John Olsen should know.

As Liberal leader, he lost both the 1985 and 1989 state elections, despite the Liberals achieving a five-seat swing and 52 pc of the 2PP-vote in 1989.

The perceived injustice of this tied the party in knots for decades. It was a world-record sulk.

But just imagine if voters were able to seek “redress” over injustices that have cost them dearly.

Olsen said he wouldn’t privatise ETSA – the state-owned and much-loved Electricity Trust of SA – and in government set about doing just that.

The unpopular privatisation left the state with some of the most expensive power prices in the world.

Should householders demand “redress” in the form of refunds on their electricity bills?

Former Premier and Crows chair John Olsen (left) with the man he ousted as Premier, Dean Brown, at the swearing-in of the Marshall ministry in 2018. Photo: Tony Lewis/InDaily

In his second coming to state politics, Olsen rolled sitting Liberal Premier Dean Brown in November 1996, despite the fact Brown had led the Liberals to a landslide victory barely two years earlier.

It ramped up an internecine Liberal feud that crippled the party for years.

Olsen never apologised to Brown nor admitted it was an error. Nor should he. It’s called politics and it’s a dirty game.

But do Liberal voters deserve “redress” for all those wasted years?

Olsen was effectively forced to resign as Premier in October 2001 when he was found to have misled parliament over his role in wooing Motorola to SA.

He didn’t apologise, had done nothing illegal and probably didn’t need to quit.

Years later he stated that “the standard I applied to myself at the time seems to have disappeared from modern politics”.

Rather than letting it cripple him, John Olsen went on to have a rewarding, and well-rewarded, career as a diplomat, Liberal mover-and-shaker and, of course, as Crows chairman.

In 2014, Steven Marshall won 53 pc of the vote but still managed to lose to Labor’s Jay Weatherill, who held government with an embarrassing 47 pc.

After the election, over a coffee with the re-elected Premier Weatherill, I challenged him on the unfairness of the boundaries that delivered Labor victory with such a low share of the popular vote.

“And if my Aunty had balls, she’d be my Uncle,” he replied, smiling.

Next Wednesday, Prime Minister Anthony Albanese will lob in Adelaide to finally unveil the date for the referendum on the indigenous voice to parliament, now widely tipped to be October 14.
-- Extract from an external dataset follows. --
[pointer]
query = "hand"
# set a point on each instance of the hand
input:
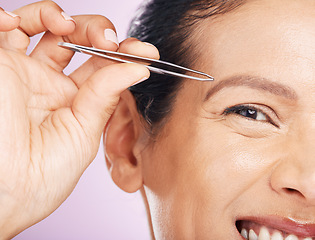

He has sold it as a vote that will unite the nation, but with an increasingly rancorous debate swirling down the plughole, it will do anything but unite us.

On current opinion polling, the best-case scenario is for a tight result, with the nation split almost 50-50 between the Yes and No camps.

The PM and Opposition Leader Peter Dutton will need to manage a divided outcome and narrow result so that we do not spend decades wallowing in a swamp filled with what-ifs.

As for the Crows, time to hitch up the Jayco and move on. They say Gluepot is nice at this time of the year.